When your pastor says such things after 9/11/01 as “America’s chickens are coming home to roost,” or, “not God bless America, God Damn America,” you have to go a lot further than simply disagreeing with those words, no matter how strongly. Especially when you are running for president of the very country that your preacher is calling on God to damn. It just wasn’t nearly enough.
Barack Hussein Obama is certainly a great orator, and while I have heard some pundits say that he said exactly what needed to be said, I have heard others say that he gave a great speech, but on the wrong topic. I personally feel that neither is true.
The speech was mediocre. I would by no means put him on the level of MLK, or even “second to only MLK,” as I heard one pundit say. This was a speech of rhetoric. It was a speech that went so far out of its way to please everyone, that it really wasn’t enough to please anyone.
Obama did start out strong, reciting the U.S. Constitution, "We the people, in order to form a more perfect union." How can you go wrong there?
He then went on to say, “The document they produced was eventually signed but ultimately unfinished.
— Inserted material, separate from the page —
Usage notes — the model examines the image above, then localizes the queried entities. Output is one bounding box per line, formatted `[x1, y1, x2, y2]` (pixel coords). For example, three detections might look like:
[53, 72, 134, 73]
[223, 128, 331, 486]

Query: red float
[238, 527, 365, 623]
It was stained by this nation's original sin of slavery, a question that divided the colonies and brought the convention to a stalemate….” And he was right on the money with that.
And then he said, “Of course, the answer to the slavery question was already embedded within our Constitution – a Constitution that had at its very core the ideal of equal citizenship under the law; a Constitution that promised its people liberty, and justice….” And again, he was right. The answer to the slave issue was/is in the Constitution.
But then things changed. Barack said that his campaign’s mission was to continue the march for a more just, caring, equal, and free America. Does he not realize that he is running for the highest office in America? Indeed, in the free world? I like the way Rush Limbaugh put it on his radio show today. He said something to the effect that Obama is not an agent of that change, but a product of it. I have to concur.
A little later, Sen. Obama said something that confounded me. Said he: “I am married to a black American who carries within her the blood of slaves and slaveowners – an inheritance we pass on to our two precious daughters.” He sounds as though he is bitter about this dual legacy. I am not really sure what good this does him in trying to solve, if you will, the problems with race and racism in America. What message was he trying to get across here? Or was this another attempt to appeal to blacks and whites? If so, I say it was far off target. For if he was trying to appeal to blacks by saying his wife had slave blood in her, that alone may have done it. However, the slave owners statement, in my estimation, would not appeal to black voters.
And if he somehow thought he could appeal to white voters by saying the blood of slave owners passed through his wife’s veins, well, today’s white folk are pretty anti-slavery; at least the greatest majority of us.
The Democrat front-runner then talked about the unconventionality of his run for president. He said America is more than the sum of its parts. That out of many, we are made one. That’s a nice thought, and quite honestly, I believe it. I think we have come far in the quest for equality among the races. However, I am not convinced Barack himself believes it.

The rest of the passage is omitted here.